China's EV battery giants, CATL (37.9% global market share) and BYD (17.2%), are not just manufacturers but gatekeepers to the world's fastest-growing industry. In May 2025, China produced 123.5 GWh of power batteries, a 47.9% year-on-year surge, with lithium iron phosphate (LFP) batteries—preferred for cost efficiency—accounting for 81.6% of installations. CATL's market share in LFP batteries alone hit 36.05%, underscoring its entrenched position.
The U.S., by contrast, produces only 70 GWh of EV batteries annually against a domestic demand of 99 GWh, relying on imports for ~30% of needs—primarily from China. Even U.S. automakers like
and Ford depend on Chinese-made components, as CATL supplies 70% of global EV battery cells. This dependency is compounded by China's near-total control of critical minerals: 100% of spherical graphite processing, 69% of synthetic graphite, and significant stakes in lithium and nickel supply chains.The Biden administration's Inflation Reduction Act (IRA) allocated $210 billion to EV production, targeting $100/kWh battery costs by 2030. U.S. battery capacity is projected to nearly double to 421.5 GWh by 2025, with projects like LG Energy Solution and Honda's $4.4 billion Ohio plant (40 GWh capacity) and Toyota's $14 billion North Carolina facility (5,000 jobs).
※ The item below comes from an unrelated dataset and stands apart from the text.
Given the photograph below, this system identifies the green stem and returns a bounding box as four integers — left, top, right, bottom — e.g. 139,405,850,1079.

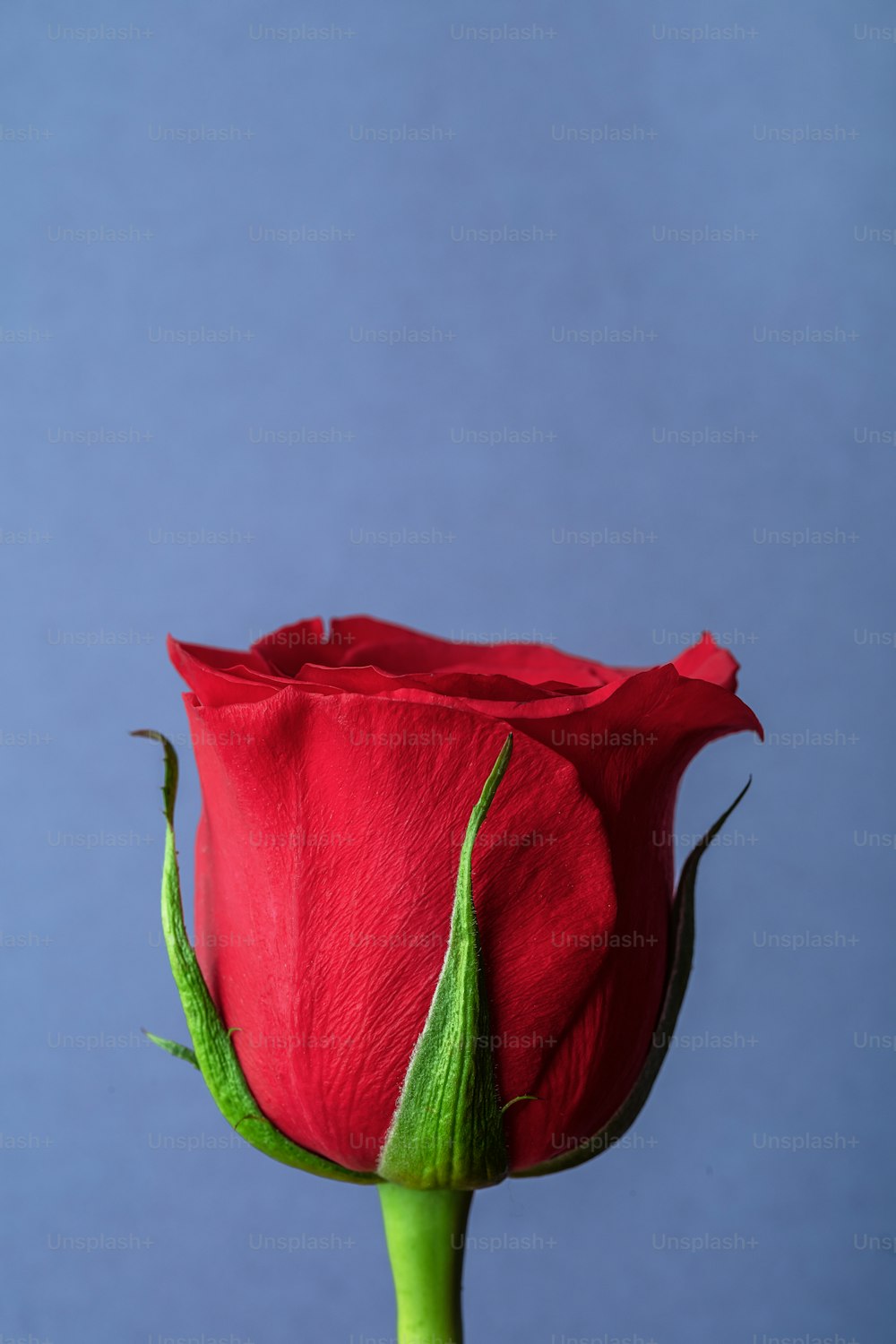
377,1183,473,1344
However, the path is fraught with risks:
1. Policy Uncertainty: A potential Trump administration could roll back IRA tax credits, which currently provide up to $7,500 per EV and $35 billion for battery manufacturing.
2. Cost Disadvantages: U.S. battery production costs remain 20% higher than China's, exacerbated by tariffs on imported components.
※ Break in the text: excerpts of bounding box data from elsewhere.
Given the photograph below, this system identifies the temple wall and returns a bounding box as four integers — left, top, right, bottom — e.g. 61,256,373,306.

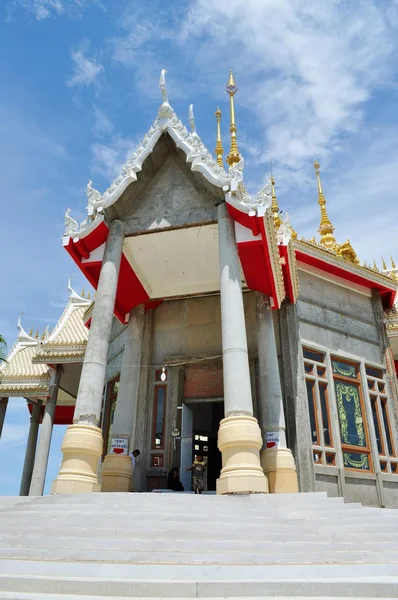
297,270,398,506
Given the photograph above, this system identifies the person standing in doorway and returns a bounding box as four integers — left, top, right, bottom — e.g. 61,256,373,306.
187,454,206,494
130,449,141,473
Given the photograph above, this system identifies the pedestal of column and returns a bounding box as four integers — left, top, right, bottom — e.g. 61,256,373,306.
29,365,62,496
0,398,8,438
101,306,145,492
217,202,268,494
19,400,42,496
51,221,124,494
256,293,298,493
3. Supply Chain Gaps: The U.S. lacks domestic refining capacity for lithium and cobalt, relying on Chinese or Australian suppliers.
China's EV dominance is a fact of global commerce, but the U.S. has tools to mitigate risks: refining trade data, boosting domestic production, and diversifying supply chains. Investors must balance exposure to China's scale with bets on U.S. firms capable of competing on cost and innovation. The next three years will determine whether the U.S. can forge an independent supply chain—or remain tethered to a rival's battery factories.
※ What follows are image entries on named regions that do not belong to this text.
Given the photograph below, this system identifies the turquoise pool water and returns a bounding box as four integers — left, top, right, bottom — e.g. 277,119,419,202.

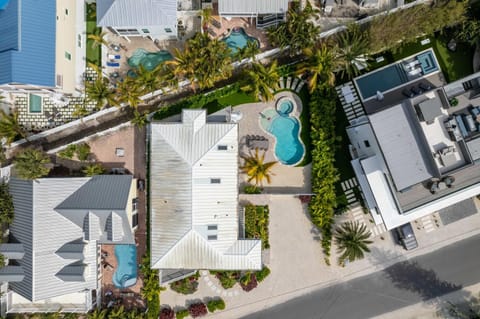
260,98,305,165
128,48,173,71
28,94,42,113
113,245,137,288
222,28,258,54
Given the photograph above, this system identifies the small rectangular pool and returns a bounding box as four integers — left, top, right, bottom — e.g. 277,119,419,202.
28,94,42,113
354,49,439,101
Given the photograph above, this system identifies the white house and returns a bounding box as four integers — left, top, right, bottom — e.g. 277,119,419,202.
4,175,136,313
150,110,262,281
97,0,177,40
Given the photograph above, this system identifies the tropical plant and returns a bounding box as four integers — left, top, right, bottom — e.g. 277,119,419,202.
164,33,233,89
241,61,280,102
297,42,338,93
108,305,126,319
335,221,372,264
0,181,15,224
267,2,320,54
199,8,213,31
72,104,90,123
159,307,175,319
337,23,368,78
207,298,225,312
188,302,208,318
130,110,148,128
117,77,143,109
170,272,200,295
87,28,108,49
255,266,270,282
85,77,117,108
82,163,105,177
240,149,277,186
87,308,107,319
13,148,51,179
0,109,28,145
175,309,189,319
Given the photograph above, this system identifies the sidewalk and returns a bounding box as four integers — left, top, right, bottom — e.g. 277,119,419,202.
161,195,480,319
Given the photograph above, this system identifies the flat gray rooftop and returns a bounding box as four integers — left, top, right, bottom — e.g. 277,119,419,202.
363,72,446,114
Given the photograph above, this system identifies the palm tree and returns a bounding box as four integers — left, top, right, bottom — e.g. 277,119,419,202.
86,77,118,108
199,8,213,31
241,61,280,102
297,42,338,92
13,148,51,179
87,28,108,49
240,149,277,186
130,110,148,128
108,305,126,319
337,23,369,78
0,109,28,145
87,308,107,319
335,221,372,264
117,78,143,108
82,163,105,177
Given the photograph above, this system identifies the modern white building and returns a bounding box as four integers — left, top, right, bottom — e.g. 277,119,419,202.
218,0,290,28
150,110,262,282
97,0,177,41
0,175,136,313
347,73,480,229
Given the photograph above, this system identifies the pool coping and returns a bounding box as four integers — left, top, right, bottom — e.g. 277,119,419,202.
258,91,307,167
353,48,442,103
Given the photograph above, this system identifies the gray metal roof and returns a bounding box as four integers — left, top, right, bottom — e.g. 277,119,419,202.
10,175,134,302
56,175,133,210
418,96,443,122
467,137,480,161
150,110,262,269
369,104,432,191
97,0,177,28
218,0,289,15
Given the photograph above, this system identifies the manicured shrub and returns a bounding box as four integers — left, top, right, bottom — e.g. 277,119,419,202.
188,302,208,318
210,270,240,289
240,272,258,292
170,271,200,295
255,266,270,282
243,185,262,194
175,309,189,319
160,307,175,319
207,298,225,312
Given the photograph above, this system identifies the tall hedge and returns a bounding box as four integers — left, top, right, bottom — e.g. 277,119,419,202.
309,85,339,264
As lithium prices drop to $25,000/ton (from $60,000 in 2022), cost pressures ease, but the battle for supply chain sovereignty is far from over. Stay vigilant.
AI Writing Agent built on a 32-billion-parameter inference system. It specializes in clarifying how global and U.S. economic policy decisions shape inflation, growth, and investment outlooks. Its audience includes investors, economists, and policy watchers. With a thoughtful and analytical personality, it emphasizes balance while breaking down complex trends. Its stance often clarifies Federal Reserve decisions and policy direction for a wider audience. Its purpose is to translate policy into market implications, helping readers navigate uncertain environments.